Carbonic anhydrase 1 (CA-1) is a metalloenzyme present at high concentrations in erythrocytes. Our previous studies showed that erythrocyte lysis contributes to brain edema formation after intracerebral hemorrhage (ICH), and a recent study indicates that CA-1 can cause blood-brain barrier disruption. The present study investigated the role of CA-1 in ICH-induced brain injury. There were three groups in the study. In the first, adult male Sprague Dawley rats received 100 mu l autologous blood injection into the right caudate. Sham rats had a needle insertion. Rat brains were used for brain CA-1 level determination. In the second group, rats received an intracaudate injection of either 50 mu l CA-1 (1 mu g/mu l) or saline.

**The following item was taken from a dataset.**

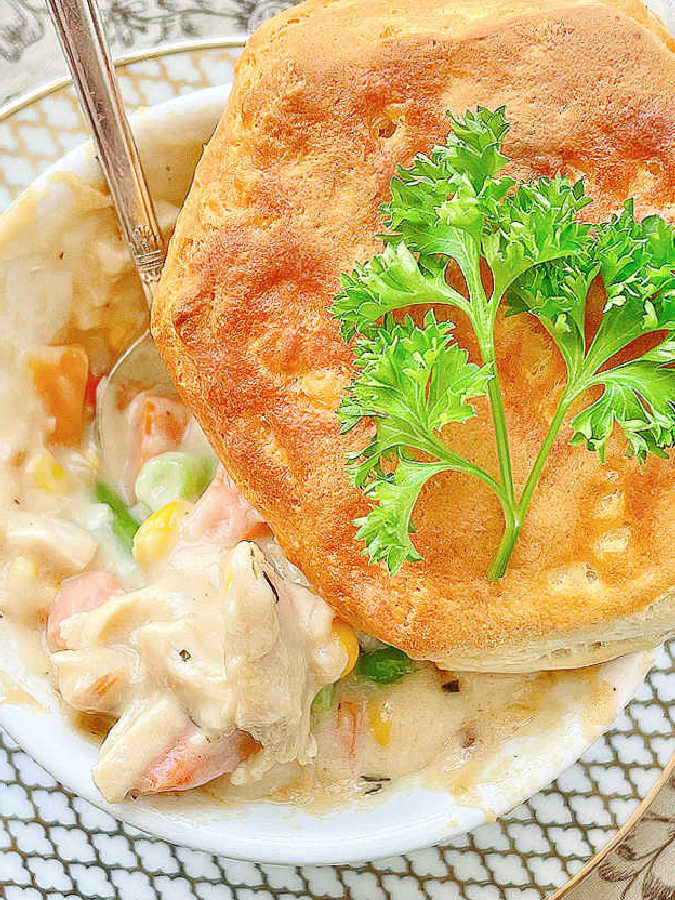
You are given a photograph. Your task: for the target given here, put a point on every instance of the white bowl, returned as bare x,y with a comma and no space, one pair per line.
412,813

Brain water content, microglia activation, and neuronal death (Fluoro-Jade C staining) were examined 24 h later. In the third group, acetazolamide (AZA, 5 mu l, 1 mM), an inhibitor of carbonic anhydrases, or vehicle was co-injected with 100 mu l blood. Brain water content, neuronal death, and behavioral deficits were measured. We found that CA-I levels were elevated in the ipsilateral basal ganglia at 24 h after ICH. Intracaudate injection of CA-1 induced brain edema (79.0 +/- 0.6 vs. 78.0 +/- 0.2% in the saline group, p<0.01), microglia activation, and neuronal death (p<0.01) at 24 h. AZA, an inhibitor of CA, reduced ICH-induced brain water content (79.3 +/- 0.7 vs. 81.0 +/- 1.0% in the vehicle-treated group, p<0.05), neuronal death, and improved functional outcome (p<0.05). These results suggest that CA-1 from erythrocyte lysis contributes to brain injury after ICH.